Machine Learning for Predicting Cradle-to-Gate Life Cycle Inventory (LCI) Data | AIChE

Machine Learning for Predicting Cradle-to-Gate Life Cycle Inventory (LCI) Data

Improving the sustainability of chemical processes is crucial for mitigating the effects of climate change. One way this can be accomplished is through incorporating considerations for environmental impacts during the early stages of process design while modifications can still be easily made. Unfortunately, there are currently no simple methods for determining environmental impacts this early on, with most of them involving predictions based on molecular structure via large-scale simulations involving Density Functional Theory or Molecular Dynamics. These simulations are time-consuming, and therefore not very practical for use by design firms that often have limited time. By using Machine Learning (ML), it is possible to predict the environmental impacts of the chemicals used within these processes much faster and with much less computational expense, allowing for this data to be available to design engineers in a much more practical manner.

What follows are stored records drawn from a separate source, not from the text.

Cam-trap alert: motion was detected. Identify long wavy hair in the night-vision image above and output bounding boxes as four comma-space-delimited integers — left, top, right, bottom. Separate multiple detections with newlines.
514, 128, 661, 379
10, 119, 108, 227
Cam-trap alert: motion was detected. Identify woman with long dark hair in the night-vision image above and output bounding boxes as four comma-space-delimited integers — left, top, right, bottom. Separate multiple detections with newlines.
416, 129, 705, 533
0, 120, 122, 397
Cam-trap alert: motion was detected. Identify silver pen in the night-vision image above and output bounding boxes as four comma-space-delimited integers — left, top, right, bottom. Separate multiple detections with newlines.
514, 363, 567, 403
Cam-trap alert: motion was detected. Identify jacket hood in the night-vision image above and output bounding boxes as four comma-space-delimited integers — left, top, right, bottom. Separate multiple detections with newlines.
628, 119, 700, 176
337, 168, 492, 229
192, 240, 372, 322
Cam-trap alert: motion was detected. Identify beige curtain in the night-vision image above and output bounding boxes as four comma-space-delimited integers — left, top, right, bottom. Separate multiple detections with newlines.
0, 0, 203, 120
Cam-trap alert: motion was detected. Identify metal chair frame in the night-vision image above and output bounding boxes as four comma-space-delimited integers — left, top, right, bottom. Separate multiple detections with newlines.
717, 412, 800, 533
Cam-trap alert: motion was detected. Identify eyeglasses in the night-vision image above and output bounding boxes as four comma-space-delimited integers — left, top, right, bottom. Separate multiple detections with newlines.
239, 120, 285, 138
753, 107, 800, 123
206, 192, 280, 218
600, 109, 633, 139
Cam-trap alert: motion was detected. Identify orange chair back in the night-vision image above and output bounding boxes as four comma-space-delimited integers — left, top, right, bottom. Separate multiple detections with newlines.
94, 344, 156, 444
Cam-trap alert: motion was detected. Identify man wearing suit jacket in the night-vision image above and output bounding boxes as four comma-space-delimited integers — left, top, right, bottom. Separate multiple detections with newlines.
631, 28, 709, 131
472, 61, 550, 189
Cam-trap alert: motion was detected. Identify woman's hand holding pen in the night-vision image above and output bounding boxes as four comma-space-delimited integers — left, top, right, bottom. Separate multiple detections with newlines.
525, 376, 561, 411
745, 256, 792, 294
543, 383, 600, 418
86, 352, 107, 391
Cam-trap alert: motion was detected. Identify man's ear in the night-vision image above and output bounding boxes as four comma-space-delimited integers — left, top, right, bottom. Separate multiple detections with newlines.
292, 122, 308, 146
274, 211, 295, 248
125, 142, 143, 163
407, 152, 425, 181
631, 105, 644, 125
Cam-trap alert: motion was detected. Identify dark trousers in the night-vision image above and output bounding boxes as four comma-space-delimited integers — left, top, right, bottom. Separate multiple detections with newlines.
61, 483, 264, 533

In this work, a ML algorithm was developed to predict cradle-to-gate life cycle inventory (LCI) data for both pre-existing and novel chemicals. The LCI data predicted by the algorithm focused on four different environmental metrics: human health (HH), ecosystem quality (EQ), global warming potential (GWP), and recourse utilization (RU). Two variants of the algorithm were developed: one employed Artificial Neural Networks (ANN), and the other employed eXtreme Gradient Boosting (XGBoost). Both variants used over 350 data points, split between a training, testing, and validation set. Data was sourced from EcoInvent, a chemical information database, and the feature set included 200 molecular descriptors and 16 thermodynamic properties for each datapoint. A stepwise feature selection process was used to reduce the number of features from 216 to 10. Following hyperparameter tuning, the performance of both variants was assessed on the test set using the R-squared and Root-Mean-Squared-Error (RMSE) values. Following this analysis, it was determined that the XGBoost variant was more effective for the HH, GWP, and EQ metrics, producing RMSE values equaling 2.73, 1.18, and 0.574, respectively. In addition to the algorithm itself, a case study representing the extraction of polyphenols from wine pomace using acetone solvent was also implemented to demonstrate the utility of the LCI prediction algorithm in enabling the creation of a detailed cradle-to-grave Life Cycle Analysis of the entire process.